Título: Política não influenciará guerra fiscal com Goiás
Autor: Bruno Arruda
Fonte: Jornal do Brasil, 30/06/2005, Brasília, p. D3

O secretário de Fazenda do Distrito Federal, Valdivino de Oliveira, comprometeu-se ontem, diante de representantes do setor produtivo local, a não deixar a disputa fiscal entre Goiás e o DF ser influenciada pela guerra política travada nos bastidores. Valdivino acumula o cargo no GDF com o de vice-prefeito de Goiânia. E é para a capital goiana que se volta seu projeto político. - Posso nunca mais receber nenhum voto no Estado de Goiás, mas meu compromisso hoje é com a economia do DF - disse Valdivino, sob aplausos.

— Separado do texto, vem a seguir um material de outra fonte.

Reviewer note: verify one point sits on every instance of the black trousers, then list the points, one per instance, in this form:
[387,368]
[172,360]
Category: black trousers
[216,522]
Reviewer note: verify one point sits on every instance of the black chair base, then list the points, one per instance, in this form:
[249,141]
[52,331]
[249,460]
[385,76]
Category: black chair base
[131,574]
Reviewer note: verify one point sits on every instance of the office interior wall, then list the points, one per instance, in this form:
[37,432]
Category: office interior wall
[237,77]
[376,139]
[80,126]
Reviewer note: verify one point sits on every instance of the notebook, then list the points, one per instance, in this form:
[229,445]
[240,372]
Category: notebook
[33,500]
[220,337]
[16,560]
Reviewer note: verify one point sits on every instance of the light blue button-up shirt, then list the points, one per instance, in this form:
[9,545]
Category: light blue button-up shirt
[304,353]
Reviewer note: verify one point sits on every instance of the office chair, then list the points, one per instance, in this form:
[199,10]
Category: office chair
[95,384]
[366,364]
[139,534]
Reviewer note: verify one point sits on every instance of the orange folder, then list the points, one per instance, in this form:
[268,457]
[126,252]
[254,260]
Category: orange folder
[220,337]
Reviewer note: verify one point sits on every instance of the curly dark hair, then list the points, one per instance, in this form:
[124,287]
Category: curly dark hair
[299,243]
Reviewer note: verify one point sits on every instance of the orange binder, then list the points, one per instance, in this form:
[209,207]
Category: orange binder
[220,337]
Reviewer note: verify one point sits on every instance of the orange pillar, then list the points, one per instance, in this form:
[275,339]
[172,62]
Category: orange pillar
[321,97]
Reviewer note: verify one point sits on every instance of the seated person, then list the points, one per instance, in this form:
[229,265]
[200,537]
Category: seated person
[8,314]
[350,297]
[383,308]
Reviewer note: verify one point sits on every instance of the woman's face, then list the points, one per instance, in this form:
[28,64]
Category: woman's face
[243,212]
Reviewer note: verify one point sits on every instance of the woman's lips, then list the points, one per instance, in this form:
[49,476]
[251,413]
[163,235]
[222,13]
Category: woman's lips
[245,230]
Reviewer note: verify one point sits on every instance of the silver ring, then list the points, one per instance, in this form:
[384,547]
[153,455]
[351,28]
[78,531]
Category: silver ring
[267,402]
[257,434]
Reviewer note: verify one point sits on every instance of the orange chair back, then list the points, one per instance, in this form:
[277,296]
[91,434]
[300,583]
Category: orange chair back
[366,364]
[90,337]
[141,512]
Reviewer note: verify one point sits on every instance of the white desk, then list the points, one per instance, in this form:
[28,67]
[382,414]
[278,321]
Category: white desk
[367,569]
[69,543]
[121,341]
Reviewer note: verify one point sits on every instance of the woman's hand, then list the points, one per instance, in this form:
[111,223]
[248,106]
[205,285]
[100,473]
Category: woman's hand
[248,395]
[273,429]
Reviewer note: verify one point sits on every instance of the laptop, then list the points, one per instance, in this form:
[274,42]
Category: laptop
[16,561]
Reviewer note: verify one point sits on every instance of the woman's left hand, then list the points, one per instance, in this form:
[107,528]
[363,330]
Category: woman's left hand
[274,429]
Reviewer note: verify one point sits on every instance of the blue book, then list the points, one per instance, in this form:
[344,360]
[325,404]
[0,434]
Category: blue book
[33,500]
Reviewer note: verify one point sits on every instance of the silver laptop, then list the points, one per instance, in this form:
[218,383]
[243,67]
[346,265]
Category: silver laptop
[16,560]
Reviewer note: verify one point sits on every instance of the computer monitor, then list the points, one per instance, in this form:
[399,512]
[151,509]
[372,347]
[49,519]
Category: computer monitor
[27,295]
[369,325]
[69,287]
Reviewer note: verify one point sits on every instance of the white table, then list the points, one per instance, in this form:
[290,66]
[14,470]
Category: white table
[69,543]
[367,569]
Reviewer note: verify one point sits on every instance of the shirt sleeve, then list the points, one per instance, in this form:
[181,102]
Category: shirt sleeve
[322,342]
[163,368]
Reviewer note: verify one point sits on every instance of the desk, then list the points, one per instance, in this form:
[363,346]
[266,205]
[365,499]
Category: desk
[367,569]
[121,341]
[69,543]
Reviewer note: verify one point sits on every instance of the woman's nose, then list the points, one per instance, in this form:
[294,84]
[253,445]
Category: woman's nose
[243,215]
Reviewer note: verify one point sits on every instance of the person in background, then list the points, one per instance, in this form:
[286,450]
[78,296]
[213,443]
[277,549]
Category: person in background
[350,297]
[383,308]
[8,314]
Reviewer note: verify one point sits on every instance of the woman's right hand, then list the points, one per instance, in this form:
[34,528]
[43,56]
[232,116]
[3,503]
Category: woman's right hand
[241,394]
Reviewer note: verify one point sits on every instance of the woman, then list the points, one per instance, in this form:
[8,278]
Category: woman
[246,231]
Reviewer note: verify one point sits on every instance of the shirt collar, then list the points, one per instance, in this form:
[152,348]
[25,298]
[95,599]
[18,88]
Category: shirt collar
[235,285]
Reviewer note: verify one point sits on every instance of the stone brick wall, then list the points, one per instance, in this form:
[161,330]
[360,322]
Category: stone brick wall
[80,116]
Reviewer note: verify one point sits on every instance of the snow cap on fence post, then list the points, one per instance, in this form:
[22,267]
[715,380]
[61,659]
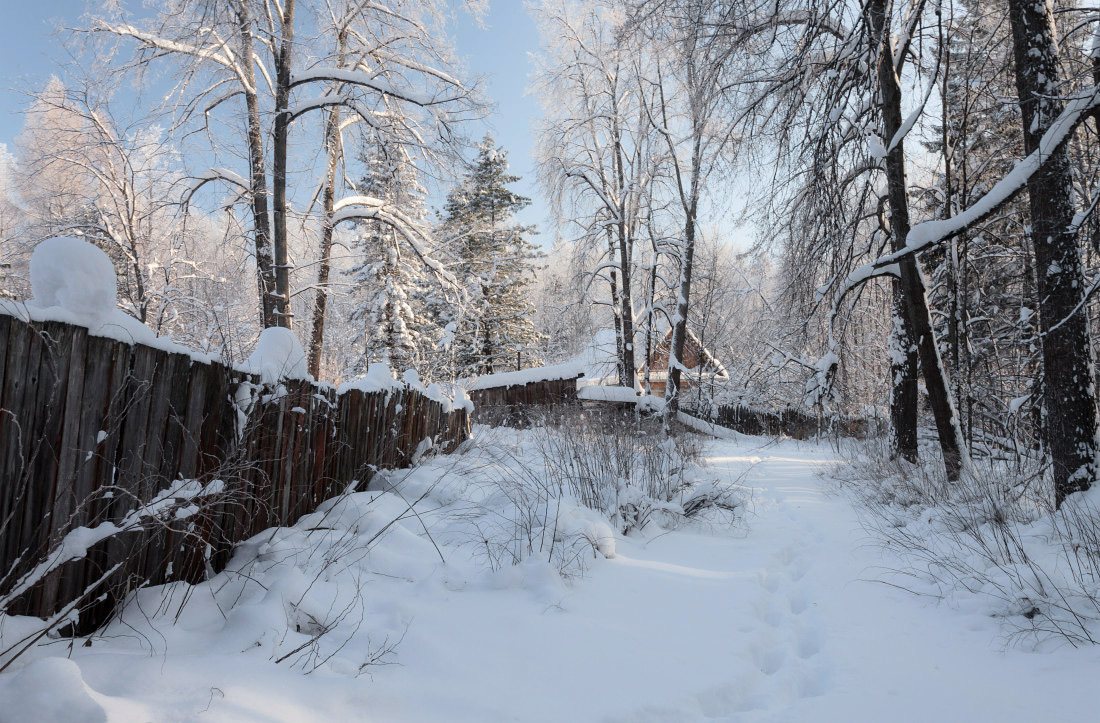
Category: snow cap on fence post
[75,275]
[278,355]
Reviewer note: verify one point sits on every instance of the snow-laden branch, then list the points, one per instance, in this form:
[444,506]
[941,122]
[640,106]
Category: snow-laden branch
[931,233]
[369,208]
[221,57]
[365,80]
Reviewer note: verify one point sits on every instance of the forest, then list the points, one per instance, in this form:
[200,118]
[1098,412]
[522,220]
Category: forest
[848,245]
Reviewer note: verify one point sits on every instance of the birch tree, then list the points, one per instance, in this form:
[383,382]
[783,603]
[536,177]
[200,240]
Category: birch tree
[597,157]
[256,53]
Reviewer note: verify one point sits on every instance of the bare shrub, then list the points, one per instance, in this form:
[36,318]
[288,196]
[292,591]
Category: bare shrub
[992,535]
[623,464]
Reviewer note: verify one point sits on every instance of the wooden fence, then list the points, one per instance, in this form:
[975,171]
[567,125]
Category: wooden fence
[789,423]
[91,428]
[513,405]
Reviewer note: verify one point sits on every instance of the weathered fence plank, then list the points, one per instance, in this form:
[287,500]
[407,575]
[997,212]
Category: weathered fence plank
[91,428]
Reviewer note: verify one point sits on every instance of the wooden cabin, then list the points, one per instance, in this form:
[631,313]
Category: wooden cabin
[697,359]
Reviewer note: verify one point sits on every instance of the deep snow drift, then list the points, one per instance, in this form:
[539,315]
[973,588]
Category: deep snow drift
[778,620]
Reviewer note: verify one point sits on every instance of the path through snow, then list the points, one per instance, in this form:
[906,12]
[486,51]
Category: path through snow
[781,624]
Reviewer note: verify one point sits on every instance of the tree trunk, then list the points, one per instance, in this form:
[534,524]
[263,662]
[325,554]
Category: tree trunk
[628,370]
[904,398]
[278,165]
[616,314]
[680,321]
[261,221]
[911,281]
[317,336]
[1068,395]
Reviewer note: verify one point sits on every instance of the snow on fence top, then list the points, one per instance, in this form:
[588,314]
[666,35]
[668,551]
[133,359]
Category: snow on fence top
[74,282]
[569,370]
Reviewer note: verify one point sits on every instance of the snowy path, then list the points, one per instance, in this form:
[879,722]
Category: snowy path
[779,625]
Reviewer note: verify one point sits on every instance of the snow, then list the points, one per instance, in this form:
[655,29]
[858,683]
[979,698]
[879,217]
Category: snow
[568,370]
[783,620]
[278,354]
[75,275]
[600,359]
[624,394]
[378,379]
[74,282]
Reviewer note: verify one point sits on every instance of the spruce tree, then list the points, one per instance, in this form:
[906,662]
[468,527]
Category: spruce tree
[495,259]
[387,281]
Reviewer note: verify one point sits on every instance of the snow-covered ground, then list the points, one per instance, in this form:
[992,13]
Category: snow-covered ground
[781,619]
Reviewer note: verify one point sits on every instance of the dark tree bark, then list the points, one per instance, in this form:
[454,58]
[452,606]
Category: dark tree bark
[261,220]
[628,367]
[904,398]
[284,317]
[1068,395]
[913,295]
[616,313]
[328,200]
[680,328]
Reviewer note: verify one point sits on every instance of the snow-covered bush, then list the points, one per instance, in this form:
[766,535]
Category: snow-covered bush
[991,541]
[626,467]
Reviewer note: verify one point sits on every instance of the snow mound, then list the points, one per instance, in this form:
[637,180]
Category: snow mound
[74,282]
[523,376]
[278,355]
[378,378]
[622,394]
[75,275]
[53,689]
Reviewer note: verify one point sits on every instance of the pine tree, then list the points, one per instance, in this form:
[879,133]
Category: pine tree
[387,281]
[495,258]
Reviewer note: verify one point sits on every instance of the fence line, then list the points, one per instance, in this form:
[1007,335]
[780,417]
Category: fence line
[91,428]
[512,404]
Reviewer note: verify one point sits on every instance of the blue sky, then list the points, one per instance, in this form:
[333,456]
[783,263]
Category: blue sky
[498,51]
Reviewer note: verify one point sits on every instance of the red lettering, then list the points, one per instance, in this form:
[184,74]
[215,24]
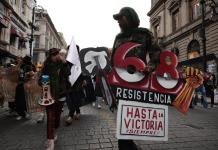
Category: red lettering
[137,114]
[160,126]
[151,125]
[143,113]
[154,115]
[127,123]
[129,112]
[149,113]
[136,124]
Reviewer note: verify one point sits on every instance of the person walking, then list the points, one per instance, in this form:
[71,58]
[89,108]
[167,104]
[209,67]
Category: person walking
[210,85]
[26,68]
[52,67]
[75,97]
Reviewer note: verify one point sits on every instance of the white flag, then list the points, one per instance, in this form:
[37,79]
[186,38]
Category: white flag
[73,57]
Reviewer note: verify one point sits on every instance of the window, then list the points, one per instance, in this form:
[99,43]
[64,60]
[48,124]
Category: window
[21,44]
[23,7]
[195,9]
[175,20]
[12,40]
[37,41]
[174,9]
[193,49]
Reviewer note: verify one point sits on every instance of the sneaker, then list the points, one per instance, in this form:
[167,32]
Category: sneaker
[19,118]
[28,116]
[69,120]
[56,137]
[50,144]
[77,116]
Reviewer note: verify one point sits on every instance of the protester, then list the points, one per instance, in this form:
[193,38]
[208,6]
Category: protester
[200,94]
[75,97]
[52,67]
[128,21]
[26,68]
[210,85]
[98,94]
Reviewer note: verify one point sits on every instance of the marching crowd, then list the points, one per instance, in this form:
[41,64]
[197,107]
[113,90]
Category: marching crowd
[84,89]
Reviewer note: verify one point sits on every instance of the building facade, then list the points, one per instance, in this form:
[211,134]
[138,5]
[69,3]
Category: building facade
[45,36]
[177,26]
[15,27]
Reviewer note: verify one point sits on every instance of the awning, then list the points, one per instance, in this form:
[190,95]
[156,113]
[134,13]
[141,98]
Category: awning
[4,53]
[197,60]
[3,23]
[15,32]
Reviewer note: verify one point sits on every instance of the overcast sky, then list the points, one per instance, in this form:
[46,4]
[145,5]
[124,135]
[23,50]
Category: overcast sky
[90,22]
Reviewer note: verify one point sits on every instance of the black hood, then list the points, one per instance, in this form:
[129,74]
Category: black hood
[131,16]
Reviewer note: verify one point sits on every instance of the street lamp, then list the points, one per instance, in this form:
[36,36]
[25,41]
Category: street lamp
[213,6]
[33,27]
[202,34]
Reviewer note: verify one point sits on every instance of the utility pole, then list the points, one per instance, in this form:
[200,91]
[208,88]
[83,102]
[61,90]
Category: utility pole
[203,36]
[32,28]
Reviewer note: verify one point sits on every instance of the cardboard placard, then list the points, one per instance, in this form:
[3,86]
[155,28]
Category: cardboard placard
[142,121]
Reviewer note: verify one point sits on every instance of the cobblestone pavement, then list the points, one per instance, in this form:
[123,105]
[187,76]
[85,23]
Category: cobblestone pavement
[198,130]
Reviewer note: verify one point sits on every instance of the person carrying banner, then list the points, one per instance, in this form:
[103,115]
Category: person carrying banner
[128,21]
[52,67]
[26,68]
[75,96]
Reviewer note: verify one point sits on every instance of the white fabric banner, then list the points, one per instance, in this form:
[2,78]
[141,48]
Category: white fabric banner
[73,57]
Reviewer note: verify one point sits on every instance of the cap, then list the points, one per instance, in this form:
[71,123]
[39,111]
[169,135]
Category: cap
[63,51]
[53,51]
[26,59]
[123,12]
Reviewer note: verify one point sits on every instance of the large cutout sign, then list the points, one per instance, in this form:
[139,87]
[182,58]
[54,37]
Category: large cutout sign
[140,92]
[141,121]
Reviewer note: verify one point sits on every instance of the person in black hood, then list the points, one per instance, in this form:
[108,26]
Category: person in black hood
[128,21]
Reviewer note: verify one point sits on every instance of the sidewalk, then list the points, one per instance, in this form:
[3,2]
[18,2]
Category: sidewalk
[198,130]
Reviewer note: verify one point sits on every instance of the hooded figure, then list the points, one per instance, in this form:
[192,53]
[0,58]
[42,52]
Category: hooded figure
[131,32]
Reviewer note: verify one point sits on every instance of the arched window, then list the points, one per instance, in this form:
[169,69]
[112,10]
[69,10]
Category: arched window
[193,49]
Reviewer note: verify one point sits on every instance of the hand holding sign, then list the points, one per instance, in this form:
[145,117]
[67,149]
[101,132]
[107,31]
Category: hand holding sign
[194,78]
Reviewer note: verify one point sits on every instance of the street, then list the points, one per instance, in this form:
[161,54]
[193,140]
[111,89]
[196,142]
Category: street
[198,130]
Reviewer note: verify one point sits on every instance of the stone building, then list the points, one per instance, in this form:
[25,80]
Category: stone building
[45,36]
[176,24]
[15,22]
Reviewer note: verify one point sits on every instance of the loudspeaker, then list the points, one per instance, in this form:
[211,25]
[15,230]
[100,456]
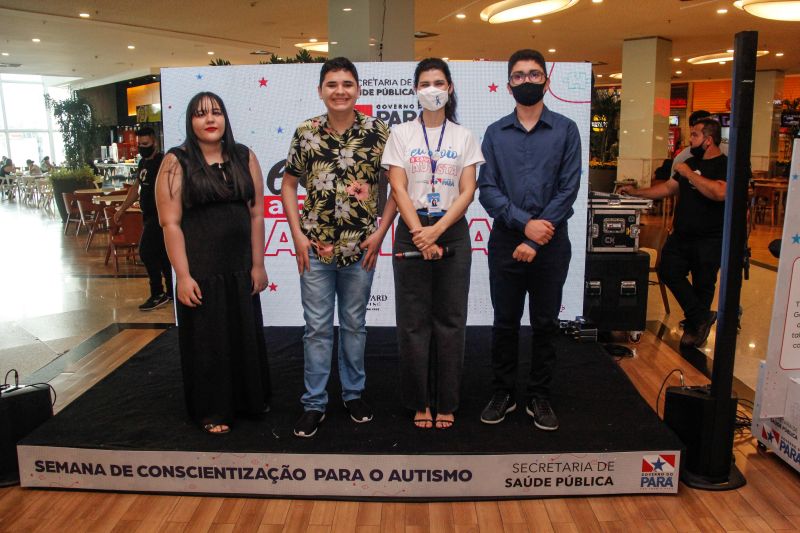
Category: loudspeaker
[22,409]
[689,411]
[615,293]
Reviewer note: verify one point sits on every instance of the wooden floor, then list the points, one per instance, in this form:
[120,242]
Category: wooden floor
[769,502]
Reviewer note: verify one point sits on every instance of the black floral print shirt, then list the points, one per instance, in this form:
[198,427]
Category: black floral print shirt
[341,174]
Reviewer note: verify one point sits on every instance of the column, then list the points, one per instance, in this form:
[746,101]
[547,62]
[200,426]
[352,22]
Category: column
[766,119]
[368,33]
[644,118]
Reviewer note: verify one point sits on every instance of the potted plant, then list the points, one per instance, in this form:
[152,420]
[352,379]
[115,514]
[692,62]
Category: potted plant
[81,133]
[67,180]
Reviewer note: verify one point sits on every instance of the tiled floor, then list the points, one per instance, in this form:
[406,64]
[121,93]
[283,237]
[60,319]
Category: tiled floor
[54,295]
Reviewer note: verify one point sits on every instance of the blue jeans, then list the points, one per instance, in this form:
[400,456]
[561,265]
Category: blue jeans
[319,288]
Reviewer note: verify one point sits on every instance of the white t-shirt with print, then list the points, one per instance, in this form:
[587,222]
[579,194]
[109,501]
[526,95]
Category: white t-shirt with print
[406,149]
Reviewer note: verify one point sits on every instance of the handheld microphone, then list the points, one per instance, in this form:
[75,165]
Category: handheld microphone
[416,254]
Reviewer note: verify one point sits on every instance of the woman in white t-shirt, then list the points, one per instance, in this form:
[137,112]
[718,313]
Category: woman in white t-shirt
[432,165]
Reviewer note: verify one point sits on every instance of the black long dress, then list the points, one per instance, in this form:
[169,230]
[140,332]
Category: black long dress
[223,352]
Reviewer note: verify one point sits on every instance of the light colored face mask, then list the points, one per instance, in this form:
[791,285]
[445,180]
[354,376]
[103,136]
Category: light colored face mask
[431,98]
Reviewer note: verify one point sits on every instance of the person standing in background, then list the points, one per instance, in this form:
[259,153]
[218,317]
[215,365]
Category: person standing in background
[151,246]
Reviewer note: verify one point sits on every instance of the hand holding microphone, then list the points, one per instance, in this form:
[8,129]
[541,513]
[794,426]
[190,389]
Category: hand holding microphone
[444,251]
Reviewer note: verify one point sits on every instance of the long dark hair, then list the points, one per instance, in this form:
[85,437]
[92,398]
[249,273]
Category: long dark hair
[200,184]
[434,63]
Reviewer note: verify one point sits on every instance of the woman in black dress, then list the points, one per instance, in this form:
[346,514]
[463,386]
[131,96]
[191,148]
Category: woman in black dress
[209,193]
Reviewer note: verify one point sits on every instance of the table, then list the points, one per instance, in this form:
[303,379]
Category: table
[102,192]
[110,169]
[109,199]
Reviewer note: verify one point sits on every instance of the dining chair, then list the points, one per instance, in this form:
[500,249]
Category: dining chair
[651,240]
[123,237]
[73,215]
[90,217]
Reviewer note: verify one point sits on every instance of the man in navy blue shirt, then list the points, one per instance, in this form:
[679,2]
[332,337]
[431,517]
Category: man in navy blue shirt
[528,185]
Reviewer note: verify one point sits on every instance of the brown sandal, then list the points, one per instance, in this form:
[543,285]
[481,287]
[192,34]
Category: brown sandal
[443,423]
[222,429]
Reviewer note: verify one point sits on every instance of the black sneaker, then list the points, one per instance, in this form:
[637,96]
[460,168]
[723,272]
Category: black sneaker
[689,337]
[154,302]
[359,410]
[704,329]
[543,415]
[499,406]
[307,425]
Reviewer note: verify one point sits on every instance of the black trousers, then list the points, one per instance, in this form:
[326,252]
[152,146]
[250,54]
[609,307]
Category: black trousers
[431,312]
[510,281]
[701,257]
[154,256]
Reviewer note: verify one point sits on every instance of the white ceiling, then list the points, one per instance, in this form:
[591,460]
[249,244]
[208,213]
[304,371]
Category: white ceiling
[181,33]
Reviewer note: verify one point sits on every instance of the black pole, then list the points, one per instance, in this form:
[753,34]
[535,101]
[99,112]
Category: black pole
[734,238]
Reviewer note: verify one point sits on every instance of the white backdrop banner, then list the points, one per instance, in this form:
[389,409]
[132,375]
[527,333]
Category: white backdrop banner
[267,102]
[783,348]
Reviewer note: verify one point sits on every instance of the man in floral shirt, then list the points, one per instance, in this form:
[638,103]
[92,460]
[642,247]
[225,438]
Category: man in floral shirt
[337,157]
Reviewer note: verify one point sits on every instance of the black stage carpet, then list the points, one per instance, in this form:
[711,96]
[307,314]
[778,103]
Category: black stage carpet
[140,407]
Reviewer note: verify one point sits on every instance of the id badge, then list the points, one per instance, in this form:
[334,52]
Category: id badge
[434,203]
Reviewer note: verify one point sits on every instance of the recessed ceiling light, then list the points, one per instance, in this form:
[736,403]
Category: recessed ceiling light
[314,47]
[511,10]
[720,57]
[771,9]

A reunião foi agendada pelo Fórum do Setor Produtivo para a entrega da carta de posicionamento preparada ontem. No documento, os empresários repudaram a sobretaxa de produtos fabricados no DF e vendidos para Goiás, como retaliação aos incentivos fiscais oferecidos na capital. Foi elaborado porque as recentes declarações do secretário de Fazenda de Goiás, José Paulo Loreiro, indicavam que uma instrução normativa elevando em cerca de 5% os impostos sobre os produtos oriundos do DF seria baixada até terça-feira.

No entanto, o entendimento entre os dois secretários de Fazenda adiou a deflagração da guerra ao menos até a reunião de amanhã do Conselho Nacional de Política Fazendária, em que a questão será analisada. Conforme os empresários, a trégua esvaziou a carta, mas não a discussão sobre o assunto.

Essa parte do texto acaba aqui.